Bundeshaushalt 2024„Kürzt uns nicht weg!“ – Junger DBSH verurteilt Sparpläne
Digitalisierung, Freiwilligendienst, Migrationsberatung: Dafür soll es laut Haushaltsentwurf der Bundesregierung weniger Geld geben. Der Deutsche Berufsverband für Soziale Arbeit (DBSH) warnt vor den Folgen.
Noch vor zwei Jahren hat Anne Klotz nicht gewusst, wie ein Faxgerät funktioniert – und sie hat auch nicht damit gerechnet, dass sie es noch lernen muss. Aber weil es mit der digitalen Übermittlung ein technisches Problem gibt, muss sie Dokumente an andere Institutionen faxen.

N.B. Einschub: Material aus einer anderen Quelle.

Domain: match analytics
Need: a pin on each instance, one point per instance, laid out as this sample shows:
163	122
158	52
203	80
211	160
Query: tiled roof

„Aktuell haben wir keine andere Möglichkeit“, sagt die 25-Jährige, die bei einem Bildungsträger beschäftigt ist und sich beim Deutschen Berufsverband für Soziale Arbeit (DBSH) engagiert. Sie kennt Kolleginnen und Kollegen, die ihre Arbeitszeiten in Excel-Tabellen eintragen, weil es keine digitale Zeiterfassung gibt. „Und in dieser Gemengelage will die Bundesregierung bei der digitalen Transformation sparen“, kritisiert die Gewerkschafterin. Das gehe aus dem Haushaltsentwurf 2024 hervor. „Es ist absurd, bei Dingen zu kürzen, die schon seit Jahren viel besser laufen sollten.“
Konkret meint Klotz das „Förderprogramm zur Zukunftssicherung der Freien Wohlfahrtspflege durch Digitalisierung“, das die Bundesarbeitsgemeinschaft der Freien Wohlfahrtspflege (BAGFW) und das Bundesfamilienministerium ins Leben gerufen haben. Das Ministerium will die Fördergelder auf Null setzen. Doch auch in anderen Bereichen der Sozialarbeit soll gespart werden: bei der Migrationsberatung für erwachsene Einwanderer (MBE), der psychosozialen Hilfe für geflüchtete Menschen und den Freiwilligendiensten. „Die Rechnung ist simpel“, sagt Klotz. „Weniger Geld führt zu weniger Projekten und damit zu weniger Unterstützung für sozial benachteiligte Menschen.“
Bis zu 30.000 Plätze drohen wegzufallen
Besonders kritisch sieht die Sozialarbeiterin die geplanten Kürzungen bei den Freiwilligendiensten. Sie sollen insgesamt 78 Millionen Euro weniger erhalten als im laufenden Jahr. Für die Jugendfreiwilligendienste – dazu gehören das Freiwillige Soziale Jahr (FSJ) und das Freiwillige Ökologische Jahr (FÖJ) – sind für 2024 nur noch 96 Millionen vorgesehen, 2023 waren es 121 Millionen; für den Bundesfreiwilligendienst (BFD), der ebenfalls Erwachsenen über 27 Jahren offensteht, sollen 2024 statt 207 Millionen Euro nur noch 154 Millionen zur Verfügung stehen. Nach Berechnungen des Paritätischen Wohlfahrtsverbands könnten bis zu 30.000 Plätze wegfallen, sollte der Bundestag den Haushaltsentwurf in der aktuellen Fassung beschließen.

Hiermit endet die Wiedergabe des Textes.